Tim Winton’s Cloudstreet has come out on top in just about every poll of Australia’s favourite books since its release. Some of us probably even love the Pickles and the Lambs – the two families at the centre of this saga, sharing a ramshackle house in Perth for 20 years – more than we love our own families.
The book has been turned into a TV series, an opera and even a radio play. But it’s been almost two decades since Nick Enright and Justin Monjo’s acclaimed stage version of the novel has been seen in Melbourne.
And there’s one clear reason why – it’s a huge undertaking for any theatre company and runs to about five hours.
But Malthouse Theatre’s artistic director Matthew Lutton has been on a crusade in the last few years of bringing Australia’s classic stories to the stage with fresh eyes. And you can’t do that without bringing Cloudstreet back to life.
“If we take our own culture seriously then we should take our stories seriously,” Lutton says. “I think that’s what informs us in thinking about Cloudstreet rather than doing a massive cycle of the Greeks or Shakespeare.”
We know what you’re thinking: five hours of theatre sounds like a tough slog. But if you can do five hours of Harry Potter and the Cursed Child, you can do five hours at Malthouse.
On certain nights, the company will be performing the whole thing back-to-back, with a dinner break in the middle. But if you’re going to be a wuss and skip the marathon, you can see the two separate parts on different nights.

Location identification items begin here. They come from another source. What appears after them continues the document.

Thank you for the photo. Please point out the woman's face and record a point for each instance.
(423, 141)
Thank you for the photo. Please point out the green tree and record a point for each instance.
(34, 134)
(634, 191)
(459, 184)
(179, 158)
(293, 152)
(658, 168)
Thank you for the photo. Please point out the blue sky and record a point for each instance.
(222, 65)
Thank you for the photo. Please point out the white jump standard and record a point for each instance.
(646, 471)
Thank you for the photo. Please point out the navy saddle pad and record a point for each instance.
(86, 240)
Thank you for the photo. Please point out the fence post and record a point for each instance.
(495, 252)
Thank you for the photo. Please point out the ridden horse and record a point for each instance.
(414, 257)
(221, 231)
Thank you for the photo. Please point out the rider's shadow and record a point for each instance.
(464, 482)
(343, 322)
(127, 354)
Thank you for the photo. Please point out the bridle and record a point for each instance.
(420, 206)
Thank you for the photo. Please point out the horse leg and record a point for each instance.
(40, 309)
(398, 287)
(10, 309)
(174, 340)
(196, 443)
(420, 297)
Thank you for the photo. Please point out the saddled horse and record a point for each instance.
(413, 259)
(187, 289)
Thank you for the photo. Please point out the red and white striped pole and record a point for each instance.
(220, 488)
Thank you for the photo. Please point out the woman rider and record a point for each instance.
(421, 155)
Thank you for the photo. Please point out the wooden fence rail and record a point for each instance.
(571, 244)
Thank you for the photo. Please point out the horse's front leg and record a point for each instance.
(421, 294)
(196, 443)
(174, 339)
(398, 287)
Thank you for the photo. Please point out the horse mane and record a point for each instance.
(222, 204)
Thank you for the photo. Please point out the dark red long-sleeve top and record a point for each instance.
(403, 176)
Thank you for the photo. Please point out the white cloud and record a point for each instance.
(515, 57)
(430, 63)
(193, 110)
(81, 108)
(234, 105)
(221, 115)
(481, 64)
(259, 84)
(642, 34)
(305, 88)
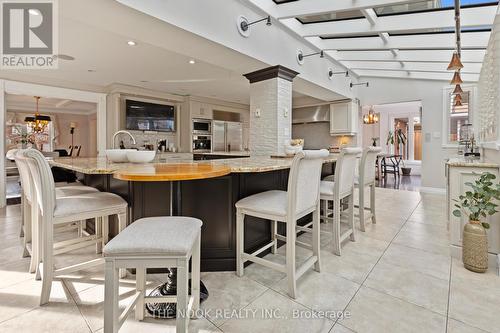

The production is being co-produced with Perth’s Black Swan State Theatre Company and will feature a cast of 12 from both states. Lutton, a Perth boy originally, has a strong personal affinity with Winton’s story.
“I’m really interested in telling the story as a haunted house narrative and a piece about where you set up borders inside your own community and then spend 20 years tearing them down,” he says.
Lutton's production stars Natasha Herbert, Bert LaBonté, Guy Simon, Greg Stone and Alison Whyte.